This encryption method is based on Crypt4GH, a tool initially designed to encrypt and share human genetic data according to the Global Alliance for Genomics and Health (GA4GH) standard. Crypt4GH can be used to encrypt any file (images, audio, video, text files, etc.). CSC has developed a simple application that will allow you to generate your encryption keys.

The following paragraphs illustrate all the necessary steps to generate encryption keys, upload and encrypt your data using SD Connect, and decrypt the files once downloaded back to your computer. Of course, you can also execute each of these steps programmatically.

Sensitive data encryption and upload (less than 100 GB)

Due to a technical problem, data encryption and upload via SD Connect are possible only for files < 1GB. We are working to solve the issue and apologise for the inconvenience. For support, contact us at servicedesk@csc.fi

SD Connect allows you to encrypt and upload files or folders directly from your web browser (for files smaller than 100 GB). With the following workflow, the file will be encrypted by default with the services encryption key (also called here Sensitive Data services public key). In this manner, encrypted files will be safely stored in SD Connect and can be directly analysed using other Sensitive Data services components (for example, in SD Desktop). However, you will not be yet able to decrypt the files after download. We are developing a new feature that will soon provide also this option.

The necessary steps are the following:

1- To upload folders and files to SD Connect, use the drag and drop function. You can also use the upload icon in the SD Connect browser window to select and upload files.

1

SD Connect 0

2- Next, you will be redirected to a new page displaying the default encryption options.

df

3- Here, you can specify the bucket's name to which the data should be uploaded. If you don't fill in a specific term, the user interface will automatically create a bucket named: upload-nnn (where nnn is replaced with a 13 digit number based on creation time). Note that it is not possible to rename buckets.

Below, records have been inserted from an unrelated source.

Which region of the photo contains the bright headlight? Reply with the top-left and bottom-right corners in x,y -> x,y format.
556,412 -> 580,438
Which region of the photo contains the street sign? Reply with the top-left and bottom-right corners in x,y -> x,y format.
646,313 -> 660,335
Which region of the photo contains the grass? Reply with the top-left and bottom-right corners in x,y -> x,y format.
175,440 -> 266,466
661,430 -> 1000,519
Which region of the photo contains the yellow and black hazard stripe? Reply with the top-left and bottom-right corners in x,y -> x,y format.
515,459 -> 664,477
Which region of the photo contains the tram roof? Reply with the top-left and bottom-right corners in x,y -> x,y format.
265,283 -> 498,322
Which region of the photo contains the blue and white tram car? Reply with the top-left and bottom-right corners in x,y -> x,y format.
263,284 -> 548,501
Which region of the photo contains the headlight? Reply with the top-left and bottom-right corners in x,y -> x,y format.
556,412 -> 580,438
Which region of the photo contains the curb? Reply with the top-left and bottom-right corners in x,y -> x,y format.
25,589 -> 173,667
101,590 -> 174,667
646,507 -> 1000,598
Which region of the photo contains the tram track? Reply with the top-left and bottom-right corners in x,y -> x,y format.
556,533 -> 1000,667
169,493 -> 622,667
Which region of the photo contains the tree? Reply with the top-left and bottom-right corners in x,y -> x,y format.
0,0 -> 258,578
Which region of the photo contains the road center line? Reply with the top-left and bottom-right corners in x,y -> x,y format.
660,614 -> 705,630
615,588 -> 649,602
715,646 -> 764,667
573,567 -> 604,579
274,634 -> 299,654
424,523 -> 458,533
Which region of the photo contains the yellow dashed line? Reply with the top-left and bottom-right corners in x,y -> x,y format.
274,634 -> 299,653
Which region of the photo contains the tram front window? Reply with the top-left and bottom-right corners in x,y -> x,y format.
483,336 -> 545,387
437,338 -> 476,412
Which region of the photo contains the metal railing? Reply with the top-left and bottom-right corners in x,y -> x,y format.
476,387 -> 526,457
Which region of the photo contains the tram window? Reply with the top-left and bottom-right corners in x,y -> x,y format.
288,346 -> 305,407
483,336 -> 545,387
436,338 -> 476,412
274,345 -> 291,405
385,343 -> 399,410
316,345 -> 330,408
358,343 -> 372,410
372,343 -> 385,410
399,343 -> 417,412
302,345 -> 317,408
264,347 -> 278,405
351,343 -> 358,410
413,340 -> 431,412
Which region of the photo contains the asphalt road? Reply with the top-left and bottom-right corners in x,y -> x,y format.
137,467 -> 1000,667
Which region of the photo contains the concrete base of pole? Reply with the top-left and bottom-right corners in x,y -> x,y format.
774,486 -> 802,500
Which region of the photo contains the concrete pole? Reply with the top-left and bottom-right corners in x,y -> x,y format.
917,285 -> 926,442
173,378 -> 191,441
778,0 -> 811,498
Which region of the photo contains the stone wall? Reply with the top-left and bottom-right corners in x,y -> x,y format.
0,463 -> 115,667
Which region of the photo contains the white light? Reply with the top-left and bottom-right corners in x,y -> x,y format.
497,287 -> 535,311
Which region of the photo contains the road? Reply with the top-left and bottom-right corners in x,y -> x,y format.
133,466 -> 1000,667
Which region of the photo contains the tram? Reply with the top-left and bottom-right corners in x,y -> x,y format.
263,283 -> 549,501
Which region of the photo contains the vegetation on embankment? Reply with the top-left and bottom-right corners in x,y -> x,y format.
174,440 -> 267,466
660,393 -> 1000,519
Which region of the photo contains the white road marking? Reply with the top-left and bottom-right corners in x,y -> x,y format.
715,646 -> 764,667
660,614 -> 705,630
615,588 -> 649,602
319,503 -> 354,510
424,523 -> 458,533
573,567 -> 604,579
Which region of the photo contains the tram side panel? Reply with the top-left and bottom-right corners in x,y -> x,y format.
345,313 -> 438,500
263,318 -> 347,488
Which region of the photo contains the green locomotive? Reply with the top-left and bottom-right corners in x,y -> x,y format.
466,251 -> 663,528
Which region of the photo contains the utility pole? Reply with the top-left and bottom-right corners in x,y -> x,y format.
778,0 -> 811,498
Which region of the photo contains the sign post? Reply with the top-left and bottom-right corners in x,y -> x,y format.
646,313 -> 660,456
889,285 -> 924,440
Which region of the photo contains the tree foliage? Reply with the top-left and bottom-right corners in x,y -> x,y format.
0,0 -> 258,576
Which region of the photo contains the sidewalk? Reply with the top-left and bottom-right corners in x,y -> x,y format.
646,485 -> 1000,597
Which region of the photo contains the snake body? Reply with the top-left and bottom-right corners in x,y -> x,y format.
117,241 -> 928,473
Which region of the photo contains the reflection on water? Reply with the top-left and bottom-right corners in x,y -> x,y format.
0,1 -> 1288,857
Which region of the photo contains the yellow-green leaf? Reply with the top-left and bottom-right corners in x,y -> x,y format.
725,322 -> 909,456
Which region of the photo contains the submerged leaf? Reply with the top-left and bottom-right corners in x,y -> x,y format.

4- If you create a new bucket use the following suggestions to name it:

  • Bucket names must be unique across all existing buckets in all projects in SD-Connect and Allas. If you can't create a new bucket, it's possible that some other project is already using the name you would like to use. To avoid this situation, it is good practice to include some project-specific identifiers (e.g., project ID number or acronym) in the bucket names.

  • Avoid using spaces and special characters in bucket names. Preferred characters are Latin alphabets (a-z), numbers (0-9), dash (-), underscore (_) and dot (.). SD Connect can cope with other characters too, but they may cause problems in some other interfaces.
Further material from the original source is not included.